As pressure continues to build on various medical organizations to curb industry funding of CME, the companies and their MECC minions (MECC = Medical Education Communication Company) continue to churn out infomercials with the ACCME stamp of approval.
The sleazy "MECC of the Month" is the Delaware Media Group. Here is how they describe themselves on their home page:
“Delaware Media Group
Custom Health Care Communications
Delaware Media Group (DMG) is a fast-growing health care communications/education company that specializes in providing customized communications vehicles to suit your marketing and continuing education needs and goals and enhance your relationships with key customers in the health care community.”
The fact that DMG pairs “marketing” with “continuing education needs” in their promotional material pretty much says it all. This is an outfit whose raison d’etre is to help drug companies sell their products.
Their major marketing vehicle is a pseudo-journal called “Counseling Points” . Each issue focuses on a different topic of interest to the supporting drug company. Who actually creates the content is always confusing, however. For example, I was just sent the June 2010 issue of Counseling Points, entitled "Challenges in Schizophrenia: Overcoming Nonadherence and Preventing Relapse in Schizophrenia."
In the increasingly rare real world of medical education (doctors honestly imparting their clinical wisdom to other doctors), there is an “article” and there is an “author.” The author is an academic doctor who came up with the idea for the article, wrote it, and sent it somewhere for publication. You can trust the content because you know who wrote it and why.
But in the world of industry-funded CME, articles become “activities,” and a basic 9 page piece on the treatment of schizophrenia suddenly requires a whole army of staff: three “faculty” (in this case, three psychiatrists--Christoph Correll, John Kane, and John Lauriello), nine “planners” and “managers” (a smattering of nurses, pharmacists, medical writers, and logistics coordinators), two “co-sponsors” (the “Annenberg Center for Health Sciences” and Delaware Media Group), one collaborator (“Postgraduate Institute for Medicine”), and of course, propping up the entire charade, the commercial supporter, in this case Janssen.

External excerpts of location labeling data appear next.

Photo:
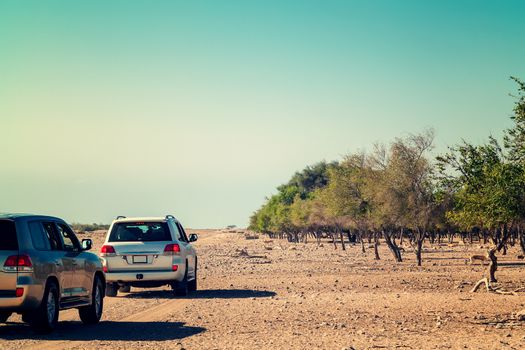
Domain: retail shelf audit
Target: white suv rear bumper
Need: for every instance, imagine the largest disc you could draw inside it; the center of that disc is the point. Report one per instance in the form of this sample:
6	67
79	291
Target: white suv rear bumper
137	276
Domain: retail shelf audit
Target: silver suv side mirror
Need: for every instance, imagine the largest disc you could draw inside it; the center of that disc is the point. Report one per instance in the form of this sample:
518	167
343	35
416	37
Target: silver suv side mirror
87	244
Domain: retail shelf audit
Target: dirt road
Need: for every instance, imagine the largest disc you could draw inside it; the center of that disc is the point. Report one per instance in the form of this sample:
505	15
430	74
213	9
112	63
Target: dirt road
297	296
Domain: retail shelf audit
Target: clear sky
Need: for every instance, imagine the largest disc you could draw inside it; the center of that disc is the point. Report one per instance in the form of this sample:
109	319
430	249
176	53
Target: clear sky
201	108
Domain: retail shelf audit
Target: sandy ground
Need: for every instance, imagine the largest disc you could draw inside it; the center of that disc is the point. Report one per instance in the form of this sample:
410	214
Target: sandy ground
297	296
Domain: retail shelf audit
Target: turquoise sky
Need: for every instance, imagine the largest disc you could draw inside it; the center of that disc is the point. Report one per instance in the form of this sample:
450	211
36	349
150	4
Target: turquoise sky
201	108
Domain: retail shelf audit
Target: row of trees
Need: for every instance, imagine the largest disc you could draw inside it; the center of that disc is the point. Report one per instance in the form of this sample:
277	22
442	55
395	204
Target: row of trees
400	192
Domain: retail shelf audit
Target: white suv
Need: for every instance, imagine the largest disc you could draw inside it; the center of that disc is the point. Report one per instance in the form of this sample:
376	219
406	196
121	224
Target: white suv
149	252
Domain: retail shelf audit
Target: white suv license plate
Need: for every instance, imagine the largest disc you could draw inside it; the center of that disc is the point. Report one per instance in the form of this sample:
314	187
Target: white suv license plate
140	259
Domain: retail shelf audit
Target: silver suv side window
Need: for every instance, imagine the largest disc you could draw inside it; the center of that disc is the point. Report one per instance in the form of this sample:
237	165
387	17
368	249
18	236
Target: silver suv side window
41	240
50	233
68	238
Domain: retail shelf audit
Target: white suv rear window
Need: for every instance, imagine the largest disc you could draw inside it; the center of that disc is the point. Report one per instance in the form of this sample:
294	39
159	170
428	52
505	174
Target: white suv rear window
140	232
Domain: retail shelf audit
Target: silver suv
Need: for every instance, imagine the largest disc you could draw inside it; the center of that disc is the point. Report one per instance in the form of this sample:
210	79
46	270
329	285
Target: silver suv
149	252
46	269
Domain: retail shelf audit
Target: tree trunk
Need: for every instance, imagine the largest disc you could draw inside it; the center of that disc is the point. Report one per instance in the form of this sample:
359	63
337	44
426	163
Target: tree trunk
392	246
521	238
493	267
376	245
419	250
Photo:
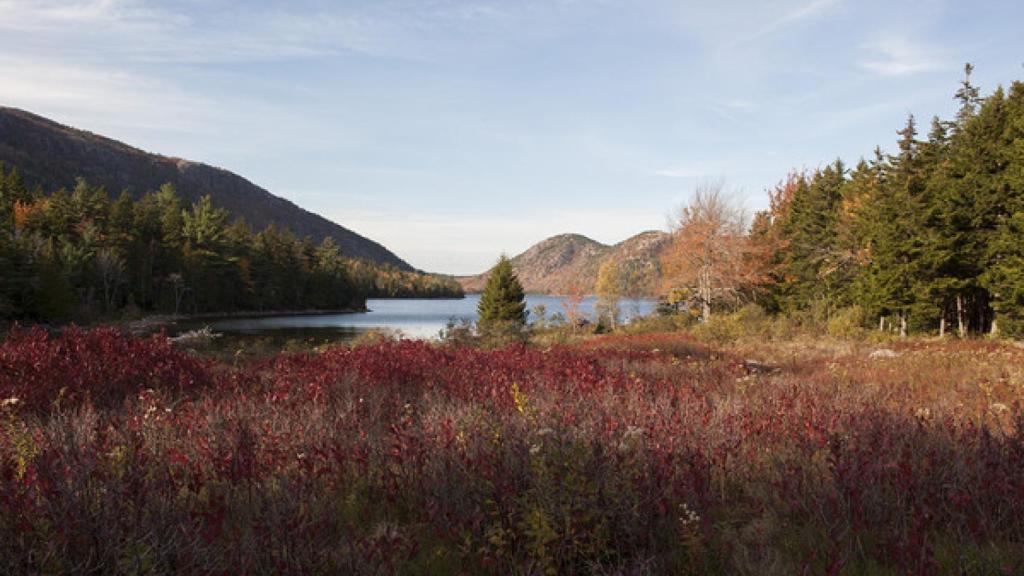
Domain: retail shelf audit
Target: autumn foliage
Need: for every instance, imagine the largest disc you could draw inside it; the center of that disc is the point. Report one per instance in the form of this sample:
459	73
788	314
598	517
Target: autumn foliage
625	455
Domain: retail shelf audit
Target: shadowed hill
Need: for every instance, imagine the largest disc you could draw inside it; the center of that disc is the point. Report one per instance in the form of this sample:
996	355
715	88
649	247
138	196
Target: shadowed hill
51	156
560	263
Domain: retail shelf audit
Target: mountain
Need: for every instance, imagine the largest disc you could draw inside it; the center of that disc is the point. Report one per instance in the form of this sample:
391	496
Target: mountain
569	261
51	155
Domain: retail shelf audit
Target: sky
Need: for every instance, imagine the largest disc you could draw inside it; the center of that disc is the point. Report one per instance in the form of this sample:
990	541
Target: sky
452	131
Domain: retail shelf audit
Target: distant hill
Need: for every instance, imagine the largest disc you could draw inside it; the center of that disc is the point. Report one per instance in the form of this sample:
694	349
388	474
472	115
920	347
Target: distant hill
51	156
561	262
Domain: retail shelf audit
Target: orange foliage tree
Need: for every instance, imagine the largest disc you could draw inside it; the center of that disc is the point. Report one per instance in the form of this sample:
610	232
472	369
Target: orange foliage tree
712	258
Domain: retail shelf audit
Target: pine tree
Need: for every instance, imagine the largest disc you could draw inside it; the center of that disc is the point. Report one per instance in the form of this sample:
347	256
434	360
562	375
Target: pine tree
503	302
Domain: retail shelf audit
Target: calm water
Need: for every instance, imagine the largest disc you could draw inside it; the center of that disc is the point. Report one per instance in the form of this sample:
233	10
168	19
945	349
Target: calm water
414	318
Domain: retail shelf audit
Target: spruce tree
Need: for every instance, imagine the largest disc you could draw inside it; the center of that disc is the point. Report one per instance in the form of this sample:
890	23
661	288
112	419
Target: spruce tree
503	302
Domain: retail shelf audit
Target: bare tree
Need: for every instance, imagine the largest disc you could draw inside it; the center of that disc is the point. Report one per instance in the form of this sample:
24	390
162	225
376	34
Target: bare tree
711	257
111	268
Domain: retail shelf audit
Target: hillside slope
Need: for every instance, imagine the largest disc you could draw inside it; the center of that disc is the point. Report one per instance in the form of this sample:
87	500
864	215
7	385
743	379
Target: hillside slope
52	155
569	261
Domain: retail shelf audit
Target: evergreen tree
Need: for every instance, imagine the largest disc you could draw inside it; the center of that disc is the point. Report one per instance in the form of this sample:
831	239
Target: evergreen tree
503	302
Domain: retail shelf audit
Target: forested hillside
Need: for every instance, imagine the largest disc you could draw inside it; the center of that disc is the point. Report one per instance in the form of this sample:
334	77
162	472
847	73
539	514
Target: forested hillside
81	255
570	262
53	156
929	239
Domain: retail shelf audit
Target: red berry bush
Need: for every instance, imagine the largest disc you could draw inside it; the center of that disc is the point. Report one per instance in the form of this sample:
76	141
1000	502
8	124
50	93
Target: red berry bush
631	455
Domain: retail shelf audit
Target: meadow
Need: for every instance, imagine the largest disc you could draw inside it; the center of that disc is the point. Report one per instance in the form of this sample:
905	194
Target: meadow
623	454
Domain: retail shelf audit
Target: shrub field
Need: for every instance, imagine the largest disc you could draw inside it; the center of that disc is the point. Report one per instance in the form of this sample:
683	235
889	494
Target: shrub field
645	454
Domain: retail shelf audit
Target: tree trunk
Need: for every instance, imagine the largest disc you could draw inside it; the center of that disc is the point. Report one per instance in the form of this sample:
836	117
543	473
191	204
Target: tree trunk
961	327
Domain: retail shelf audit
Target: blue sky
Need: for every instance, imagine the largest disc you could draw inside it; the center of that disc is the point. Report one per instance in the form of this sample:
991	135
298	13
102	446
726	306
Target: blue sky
454	130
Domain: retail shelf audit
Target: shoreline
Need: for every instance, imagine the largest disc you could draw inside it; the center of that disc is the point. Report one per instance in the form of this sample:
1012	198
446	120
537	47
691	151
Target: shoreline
154	323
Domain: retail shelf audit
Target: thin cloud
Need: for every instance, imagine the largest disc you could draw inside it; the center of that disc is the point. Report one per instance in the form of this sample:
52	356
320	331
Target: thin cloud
799	13
898	56
678	172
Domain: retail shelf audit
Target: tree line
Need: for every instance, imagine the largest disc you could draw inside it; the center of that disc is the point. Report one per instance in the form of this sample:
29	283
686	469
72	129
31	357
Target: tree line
929	239
83	255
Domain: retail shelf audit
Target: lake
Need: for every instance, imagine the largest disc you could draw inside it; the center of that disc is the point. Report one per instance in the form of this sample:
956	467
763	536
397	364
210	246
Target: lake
414	318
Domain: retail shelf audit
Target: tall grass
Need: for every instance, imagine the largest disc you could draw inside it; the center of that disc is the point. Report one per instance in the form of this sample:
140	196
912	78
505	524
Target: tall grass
625	455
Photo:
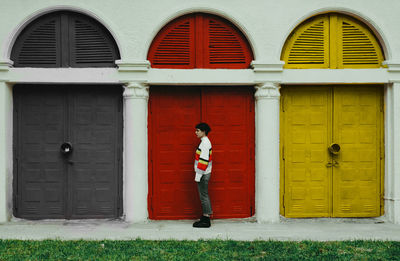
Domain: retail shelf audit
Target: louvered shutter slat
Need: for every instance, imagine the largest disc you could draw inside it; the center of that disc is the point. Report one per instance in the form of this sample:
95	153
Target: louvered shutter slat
65	39
39	45
174	46
308	47
358	46
185	44
91	45
332	41
225	46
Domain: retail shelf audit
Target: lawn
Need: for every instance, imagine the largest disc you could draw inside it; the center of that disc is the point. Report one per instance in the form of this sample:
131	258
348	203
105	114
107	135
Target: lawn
198	250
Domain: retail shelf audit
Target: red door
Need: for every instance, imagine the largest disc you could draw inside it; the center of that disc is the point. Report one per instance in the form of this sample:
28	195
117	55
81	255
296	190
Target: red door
173	113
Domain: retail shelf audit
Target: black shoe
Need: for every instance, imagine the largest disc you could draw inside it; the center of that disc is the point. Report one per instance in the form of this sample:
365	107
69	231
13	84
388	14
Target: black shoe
203	222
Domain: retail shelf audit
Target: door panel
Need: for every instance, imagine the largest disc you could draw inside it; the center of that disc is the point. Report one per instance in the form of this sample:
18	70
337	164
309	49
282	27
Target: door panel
318	183
95	134
307	125
230	115
84	183
357	128
174	112
39	164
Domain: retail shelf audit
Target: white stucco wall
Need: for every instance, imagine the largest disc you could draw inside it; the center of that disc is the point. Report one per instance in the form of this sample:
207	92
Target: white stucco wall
266	24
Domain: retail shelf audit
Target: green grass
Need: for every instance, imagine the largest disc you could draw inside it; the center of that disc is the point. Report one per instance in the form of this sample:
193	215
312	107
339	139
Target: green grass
198	250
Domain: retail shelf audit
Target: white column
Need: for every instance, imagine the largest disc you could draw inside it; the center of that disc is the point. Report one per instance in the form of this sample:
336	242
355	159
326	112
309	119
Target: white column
394	176
135	152
267	152
5	151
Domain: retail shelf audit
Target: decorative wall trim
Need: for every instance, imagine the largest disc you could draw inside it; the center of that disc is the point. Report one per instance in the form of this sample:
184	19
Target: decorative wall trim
133	66
136	90
5	65
265	67
267	90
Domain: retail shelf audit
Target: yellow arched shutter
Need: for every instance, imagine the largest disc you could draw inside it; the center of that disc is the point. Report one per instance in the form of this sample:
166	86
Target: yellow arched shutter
308	47
332	41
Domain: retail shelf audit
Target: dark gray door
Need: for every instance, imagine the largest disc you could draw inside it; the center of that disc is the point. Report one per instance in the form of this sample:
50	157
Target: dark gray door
84	183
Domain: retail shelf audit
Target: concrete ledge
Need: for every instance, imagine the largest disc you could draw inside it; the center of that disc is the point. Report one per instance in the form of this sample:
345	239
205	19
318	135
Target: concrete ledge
246	230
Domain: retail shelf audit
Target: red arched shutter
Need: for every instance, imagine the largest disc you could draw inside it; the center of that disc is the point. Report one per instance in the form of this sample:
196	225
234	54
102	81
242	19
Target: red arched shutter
200	41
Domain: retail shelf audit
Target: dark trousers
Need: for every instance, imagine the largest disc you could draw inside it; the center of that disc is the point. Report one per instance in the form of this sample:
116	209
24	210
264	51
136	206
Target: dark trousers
202	187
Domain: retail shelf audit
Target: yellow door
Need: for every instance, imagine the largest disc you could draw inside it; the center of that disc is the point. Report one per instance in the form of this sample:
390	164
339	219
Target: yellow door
317	182
357	129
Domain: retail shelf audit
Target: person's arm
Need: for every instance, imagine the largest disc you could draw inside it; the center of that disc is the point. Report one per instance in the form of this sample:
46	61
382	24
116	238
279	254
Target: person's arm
203	154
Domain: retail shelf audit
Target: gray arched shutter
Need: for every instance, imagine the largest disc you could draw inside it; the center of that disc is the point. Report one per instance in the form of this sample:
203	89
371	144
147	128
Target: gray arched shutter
65	39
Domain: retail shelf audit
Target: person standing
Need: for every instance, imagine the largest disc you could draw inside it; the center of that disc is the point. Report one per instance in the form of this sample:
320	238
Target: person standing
202	168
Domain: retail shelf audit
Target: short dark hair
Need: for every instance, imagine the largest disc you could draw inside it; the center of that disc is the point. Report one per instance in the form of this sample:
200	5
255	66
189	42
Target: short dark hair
203	127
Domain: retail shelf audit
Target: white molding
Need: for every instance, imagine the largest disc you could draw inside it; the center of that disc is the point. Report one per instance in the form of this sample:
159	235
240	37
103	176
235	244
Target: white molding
267	152
227	77
136	90
133	66
265	67
334	76
63	75
6	64
393	66
268	90
135	152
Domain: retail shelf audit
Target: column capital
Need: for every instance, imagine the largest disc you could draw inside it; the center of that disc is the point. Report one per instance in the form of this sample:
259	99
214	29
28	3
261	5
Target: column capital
267	90
136	90
5	65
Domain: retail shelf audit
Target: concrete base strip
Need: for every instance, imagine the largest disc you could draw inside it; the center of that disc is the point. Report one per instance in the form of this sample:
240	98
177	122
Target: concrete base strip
183	230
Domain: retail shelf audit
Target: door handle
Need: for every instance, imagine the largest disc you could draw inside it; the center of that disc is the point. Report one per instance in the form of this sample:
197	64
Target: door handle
334	148
335	164
66	148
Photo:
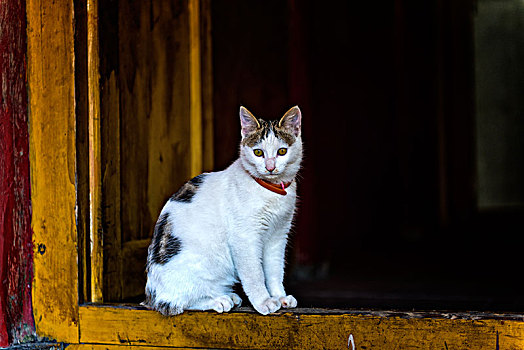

So who actually wrote the darn thing, you might ask? It’s impossible to say in this musical chairs game of “content creation.”
Speaking of content, what does this article have to say? Very little that is surprising. The main points are the following:
1. Schizophrenic patients often don’t take their medications, and there are a bunch of reasons why.
2. When schizophrenic patients stop taking their medications, they get worse.
3. Here are some helpful tips on how to keep your schizophrenic patients on their medications. This section begins with a half page on psychoeducation and cognitive behavioral therapy, followed by two beefy pages on long-acting injectable antipsychotics. And guess what? The major manufacturer of these drugs happens to be Janssen, which funded this article. Janssen markets both Risperdal Consta and Invega Sustenna.
Wow—there's a portrait of olanzapine that doesn’t exactly make me want to rush out and start prescribing it. But here's what they left unmentioned: This side effect occurs in only 0.07% of injections (see the reference here). That means only 7 out of 10,000 injections, making it a very rare side effect. This additional information would have been a helpful clarification. But it wouldn't have made its competitor look quite as lame--which is why they left it out.
No, there is nothing inaccurate in the article. Just like drug company ads in journals, everything is carefully vetted to be completely accurate, but, just like advertisements, it is just as carefully crafted to increase prescriptions of the company’s products.
And this is why relying on pharmaceutical companies to pay for our CME is such a dangerous game--there is no longer any difference between advertisement and education.